Overall, the proposed hybrid approach using exact Hessians outperformed all other methods. Compared to the best reliable competitor (optimization-based profile calculation using `fmincon` with the trust-region algorithm and exact Hessians), the computation time was reduced by more than a factor of two. This is substantial for such highly optimized routines and outlines the potential of exact Hessian information for uncertainty analysis.

## 4 Discussion

Mechanistic ODE models in systems and computational biology rely on parameter values, which are inferred from experimental data. In this manuscript, we showed that the efficiency of some of the most common methods in parameter estimation can be improved by providing exact second order derivatives. We presented second order adjoint sensitivity analysis, a method to compute accurate Hessians at low computational cost, i.e. the method scales linearly in the number of model parameters and state variables. We also provide a ready-to-use implementation thereof in the freely available toolbox AMICI.

We showed that second order adjoint sensitivity analysis possesses better scaling properties than common methods to compute Hessians while yielding accurate results, rendering it a promising alternative to existing techniques. Moreover, we demonstrated that state-of-the-art constraint optimization algorithms yield more robust results when using exact Hessians. For the computation of profile likelihoods, we demonstrated that Hessians can improve computation time and robustness of various state-of-the-art methods. Furthermore, we presented a hybrid method for profile computation, which can efficiently handle stiff and ill-conditioned problems. We also provided an implementation of this method in the parameter estimation toolbox PESTO. Although being a reliable tool in uncertainty analysis (Fröhlich *et al.*, 2014), profile likelihoods are often disregarded due to their high computational effort. The presented hybrid method based on exact Hessians is an approach the tackle this problem, as already the rudimentary implementation used in this study outperformed all established approaches.

The analysis of the optimizer performance revealed that least-squares algorithms (such as lsqnonlin), which exploit the problem structure are difficult to outperform. Many parameter estimation problems consider in systems biology do however not possess this structure. This is for instance the case for problems with additional constraints or applications considering the chemical master equation (Fröhlich *et al.*, 2016), or ODE-constrained mixture models (Hasenauer *et al.*, 2014).

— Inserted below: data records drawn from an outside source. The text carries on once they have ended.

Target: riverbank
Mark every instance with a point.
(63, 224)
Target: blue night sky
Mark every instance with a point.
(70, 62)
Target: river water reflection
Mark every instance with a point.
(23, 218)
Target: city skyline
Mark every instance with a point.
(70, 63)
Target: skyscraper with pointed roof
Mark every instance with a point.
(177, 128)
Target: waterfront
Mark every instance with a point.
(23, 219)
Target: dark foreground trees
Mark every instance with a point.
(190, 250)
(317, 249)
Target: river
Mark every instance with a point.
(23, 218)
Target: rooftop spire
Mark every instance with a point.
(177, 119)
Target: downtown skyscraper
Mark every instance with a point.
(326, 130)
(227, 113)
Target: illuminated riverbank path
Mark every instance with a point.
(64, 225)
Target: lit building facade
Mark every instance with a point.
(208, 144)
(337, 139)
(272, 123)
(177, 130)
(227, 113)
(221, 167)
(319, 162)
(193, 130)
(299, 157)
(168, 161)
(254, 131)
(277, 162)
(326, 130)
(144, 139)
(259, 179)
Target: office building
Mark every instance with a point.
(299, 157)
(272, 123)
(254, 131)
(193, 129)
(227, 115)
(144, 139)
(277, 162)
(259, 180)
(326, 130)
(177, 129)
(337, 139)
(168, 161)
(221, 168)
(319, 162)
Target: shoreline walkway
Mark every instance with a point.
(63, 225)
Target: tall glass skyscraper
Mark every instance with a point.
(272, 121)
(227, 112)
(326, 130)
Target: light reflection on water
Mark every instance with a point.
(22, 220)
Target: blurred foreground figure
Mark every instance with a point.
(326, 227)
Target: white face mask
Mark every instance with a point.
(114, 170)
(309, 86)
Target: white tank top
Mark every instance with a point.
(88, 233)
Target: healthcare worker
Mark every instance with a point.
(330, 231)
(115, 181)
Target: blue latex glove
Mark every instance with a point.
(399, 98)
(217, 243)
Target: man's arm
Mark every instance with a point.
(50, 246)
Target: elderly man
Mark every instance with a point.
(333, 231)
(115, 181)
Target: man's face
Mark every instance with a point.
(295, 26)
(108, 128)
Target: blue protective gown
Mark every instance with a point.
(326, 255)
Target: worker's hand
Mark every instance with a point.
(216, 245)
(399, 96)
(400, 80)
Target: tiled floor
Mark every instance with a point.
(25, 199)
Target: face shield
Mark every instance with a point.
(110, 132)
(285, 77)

For these problem classes, the constraint trust-region and interior-point optimization algorithms as implemented in `fmincon` are the state-of-the-art methods. Additionally, new algorithms, which can exploit the additional curvature information, available through exact Hessian computation, in novel ways are steadily developed (see Fröhlich *et al.* (2017b)). Either directions of negative curvature can be used to escape saddle-points efficiently (Dauphin *et al.*, 2014), or third-order approximations of the objective functions are constructed iteratively from the Hessians along the trajectory of optimization to improve the convergence order (Martinez & Raydan, 2017). These approaches might outperform current optimization strategies, which are not designed to exploit directions of negative curvature that may be present in non-convex problems, and are therefore interesting subjects of further studies using the methods for Hessian computation introduced here.

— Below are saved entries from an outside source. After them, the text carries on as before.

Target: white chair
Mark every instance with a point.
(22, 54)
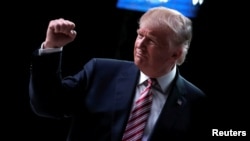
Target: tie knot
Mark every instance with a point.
(150, 81)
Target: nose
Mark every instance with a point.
(141, 43)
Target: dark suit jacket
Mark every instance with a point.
(99, 97)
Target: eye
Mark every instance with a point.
(139, 36)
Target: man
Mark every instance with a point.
(101, 96)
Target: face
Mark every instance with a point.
(152, 53)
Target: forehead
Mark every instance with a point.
(158, 33)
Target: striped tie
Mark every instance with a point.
(139, 115)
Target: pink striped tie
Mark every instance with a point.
(139, 115)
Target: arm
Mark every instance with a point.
(45, 89)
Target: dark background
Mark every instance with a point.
(217, 61)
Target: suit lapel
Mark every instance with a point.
(124, 94)
(171, 110)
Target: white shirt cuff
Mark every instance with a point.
(49, 50)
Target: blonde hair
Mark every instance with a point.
(172, 21)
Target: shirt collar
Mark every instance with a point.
(164, 81)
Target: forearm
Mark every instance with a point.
(45, 85)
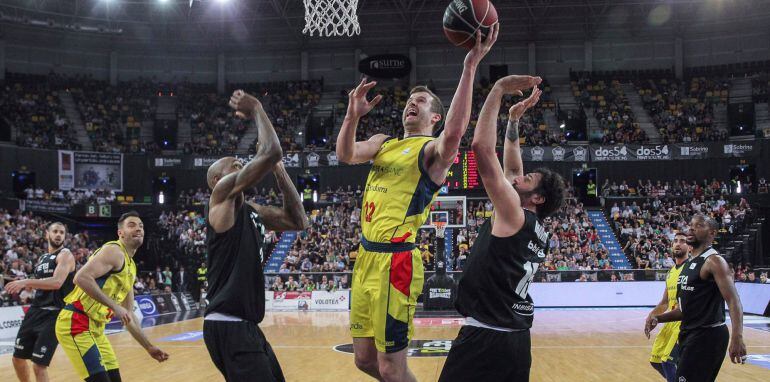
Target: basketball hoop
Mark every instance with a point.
(331, 18)
(440, 228)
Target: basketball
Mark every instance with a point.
(463, 18)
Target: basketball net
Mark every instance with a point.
(331, 18)
(440, 228)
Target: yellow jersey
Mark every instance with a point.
(398, 192)
(115, 284)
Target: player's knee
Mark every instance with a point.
(40, 370)
(391, 371)
(366, 363)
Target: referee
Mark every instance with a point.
(704, 285)
(236, 228)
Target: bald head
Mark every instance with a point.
(220, 168)
(703, 230)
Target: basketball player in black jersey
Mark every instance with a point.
(704, 285)
(235, 230)
(494, 344)
(36, 339)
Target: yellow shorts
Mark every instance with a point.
(664, 347)
(384, 295)
(85, 344)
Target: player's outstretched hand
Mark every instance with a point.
(737, 350)
(14, 287)
(514, 84)
(157, 354)
(122, 314)
(474, 57)
(358, 106)
(649, 325)
(244, 104)
(517, 110)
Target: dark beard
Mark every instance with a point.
(54, 246)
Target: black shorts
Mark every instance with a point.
(701, 353)
(480, 354)
(240, 351)
(36, 339)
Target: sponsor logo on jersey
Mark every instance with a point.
(537, 153)
(416, 348)
(523, 308)
(146, 305)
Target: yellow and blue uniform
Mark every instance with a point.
(388, 273)
(665, 341)
(80, 325)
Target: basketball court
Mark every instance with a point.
(567, 345)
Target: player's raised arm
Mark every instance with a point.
(459, 115)
(512, 163)
(509, 215)
(717, 266)
(291, 217)
(268, 148)
(348, 150)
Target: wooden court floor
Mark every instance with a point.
(567, 345)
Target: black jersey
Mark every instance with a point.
(496, 278)
(235, 275)
(700, 301)
(53, 298)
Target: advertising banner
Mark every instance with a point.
(337, 300)
(66, 170)
(385, 66)
(554, 153)
(90, 170)
(292, 300)
(49, 206)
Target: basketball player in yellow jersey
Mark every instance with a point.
(664, 351)
(104, 289)
(406, 175)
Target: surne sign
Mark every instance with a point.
(385, 66)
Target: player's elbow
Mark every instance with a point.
(481, 147)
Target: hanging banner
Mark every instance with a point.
(90, 170)
(385, 66)
(66, 170)
(554, 153)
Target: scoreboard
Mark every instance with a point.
(464, 172)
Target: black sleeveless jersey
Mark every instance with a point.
(497, 275)
(235, 275)
(700, 301)
(51, 298)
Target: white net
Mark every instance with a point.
(331, 18)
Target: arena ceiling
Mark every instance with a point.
(228, 19)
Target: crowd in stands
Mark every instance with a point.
(611, 108)
(73, 196)
(109, 111)
(646, 228)
(22, 241)
(31, 104)
(693, 188)
(683, 111)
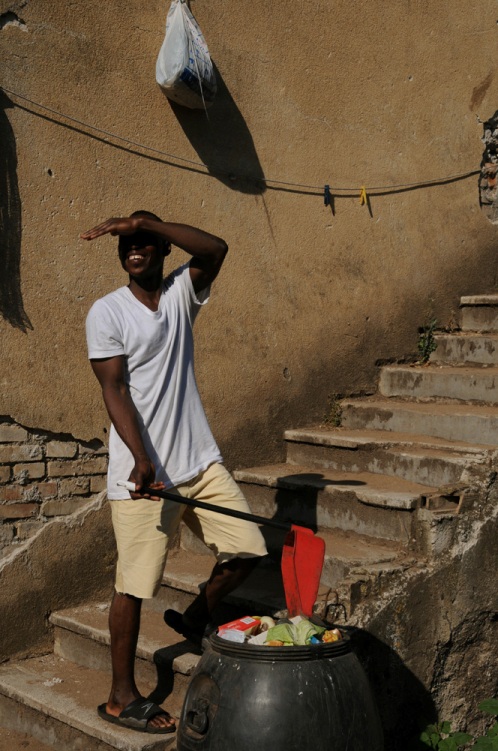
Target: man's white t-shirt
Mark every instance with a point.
(159, 370)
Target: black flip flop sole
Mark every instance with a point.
(104, 715)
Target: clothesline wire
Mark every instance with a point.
(379, 190)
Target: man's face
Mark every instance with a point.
(142, 254)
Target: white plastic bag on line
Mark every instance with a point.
(184, 69)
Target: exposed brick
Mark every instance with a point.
(60, 449)
(74, 486)
(86, 450)
(32, 471)
(12, 433)
(97, 484)
(26, 529)
(6, 534)
(18, 510)
(26, 453)
(48, 489)
(62, 508)
(95, 466)
(11, 493)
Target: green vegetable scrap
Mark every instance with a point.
(290, 634)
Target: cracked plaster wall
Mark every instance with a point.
(309, 298)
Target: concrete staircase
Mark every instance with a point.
(380, 489)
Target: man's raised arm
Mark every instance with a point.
(208, 251)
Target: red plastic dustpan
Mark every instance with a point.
(302, 552)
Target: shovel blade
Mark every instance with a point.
(302, 563)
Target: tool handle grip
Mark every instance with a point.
(208, 506)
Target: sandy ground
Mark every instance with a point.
(12, 741)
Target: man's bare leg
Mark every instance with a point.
(124, 626)
(225, 577)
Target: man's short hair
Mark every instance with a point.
(146, 213)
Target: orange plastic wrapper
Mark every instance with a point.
(248, 624)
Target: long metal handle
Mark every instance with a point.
(208, 506)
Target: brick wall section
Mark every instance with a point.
(42, 476)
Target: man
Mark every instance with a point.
(140, 345)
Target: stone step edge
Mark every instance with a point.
(451, 407)
(479, 300)
(392, 442)
(399, 500)
(183, 664)
(67, 711)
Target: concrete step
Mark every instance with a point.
(348, 557)
(414, 458)
(370, 504)
(440, 381)
(479, 313)
(465, 348)
(262, 593)
(452, 421)
(55, 701)
(164, 659)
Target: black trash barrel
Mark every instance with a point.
(255, 698)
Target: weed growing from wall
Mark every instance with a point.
(426, 341)
(333, 415)
(441, 737)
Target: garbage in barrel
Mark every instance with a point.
(254, 697)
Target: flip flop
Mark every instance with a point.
(136, 716)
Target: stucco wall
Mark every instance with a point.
(349, 94)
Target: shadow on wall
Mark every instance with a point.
(223, 142)
(405, 706)
(11, 304)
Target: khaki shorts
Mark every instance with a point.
(144, 529)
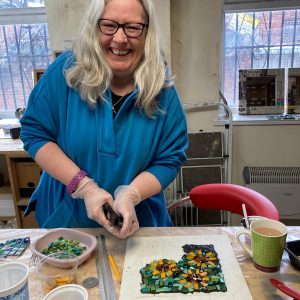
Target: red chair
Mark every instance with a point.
(230, 197)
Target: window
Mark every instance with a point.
(258, 40)
(24, 46)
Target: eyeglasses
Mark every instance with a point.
(110, 27)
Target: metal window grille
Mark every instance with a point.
(258, 40)
(24, 46)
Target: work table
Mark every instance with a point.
(257, 281)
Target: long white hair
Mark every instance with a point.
(91, 75)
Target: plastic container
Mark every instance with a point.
(68, 292)
(14, 281)
(53, 276)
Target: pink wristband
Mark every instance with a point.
(75, 181)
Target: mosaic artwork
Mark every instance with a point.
(199, 270)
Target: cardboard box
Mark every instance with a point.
(261, 91)
(293, 102)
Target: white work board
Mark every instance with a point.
(142, 250)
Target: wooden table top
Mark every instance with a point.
(257, 281)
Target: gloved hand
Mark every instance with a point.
(94, 198)
(126, 197)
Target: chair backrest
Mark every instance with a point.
(230, 197)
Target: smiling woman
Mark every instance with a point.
(115, 85)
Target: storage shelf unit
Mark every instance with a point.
(24, 175)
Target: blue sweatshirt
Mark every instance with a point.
(112, 151)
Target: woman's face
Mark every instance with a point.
(123, 53)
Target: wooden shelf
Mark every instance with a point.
(23, 202)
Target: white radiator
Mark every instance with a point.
(280, 184)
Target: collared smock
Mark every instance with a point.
(112, 151)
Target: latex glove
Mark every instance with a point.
(94, 198)
(126, 197)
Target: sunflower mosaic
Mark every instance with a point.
(199, 270)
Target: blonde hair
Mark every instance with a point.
(91, 75)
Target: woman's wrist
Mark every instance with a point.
(74, 183)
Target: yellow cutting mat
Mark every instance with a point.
(142, 250)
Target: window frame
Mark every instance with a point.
(23, 15)
(240, 6)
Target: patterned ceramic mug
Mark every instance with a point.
(267, 243)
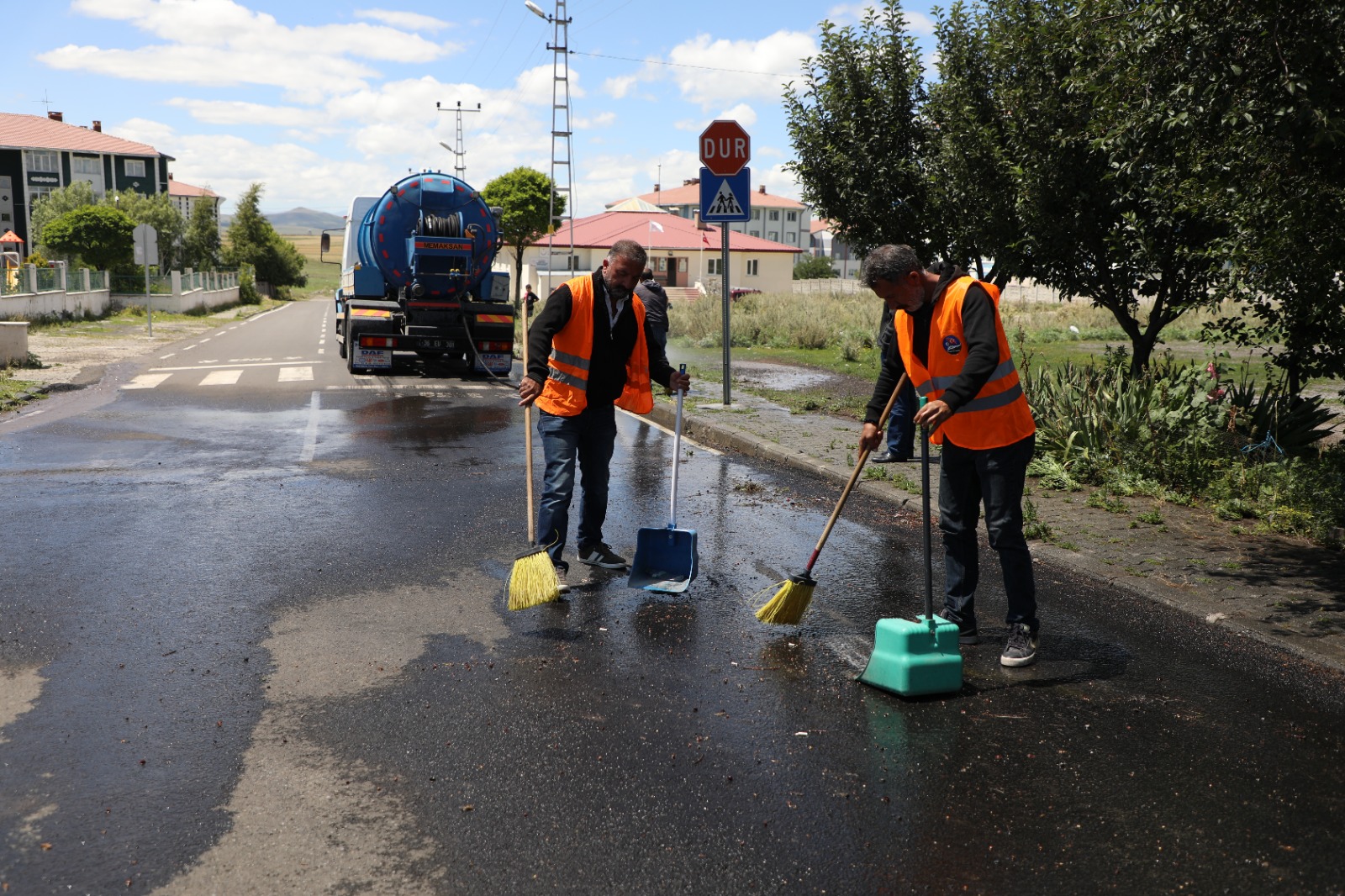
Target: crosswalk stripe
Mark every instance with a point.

While this study focused on the efficient calculation of the Hessian, second order adjoint sensitivity analysis can also be used to compute Hessian vector products. This information can be exploited by optimization methods such as truncated Newton (Nash, 1984) or accelerated conjugate gradient (Andrei, 2009) algorithms, which are suited for large-scale optimization problems. These are a few examples to illustrate how the presented results may pave the way for future improvements.

## Funding

This work was supported by the German Research Foundation (DFG) through the Graduate School of Quantitative Biosciences Munich (QBM; F.F.) and through the European Union’s Horizon 2020 research and innovation programme under grant agreement no. 686282 (J.H., P.S.).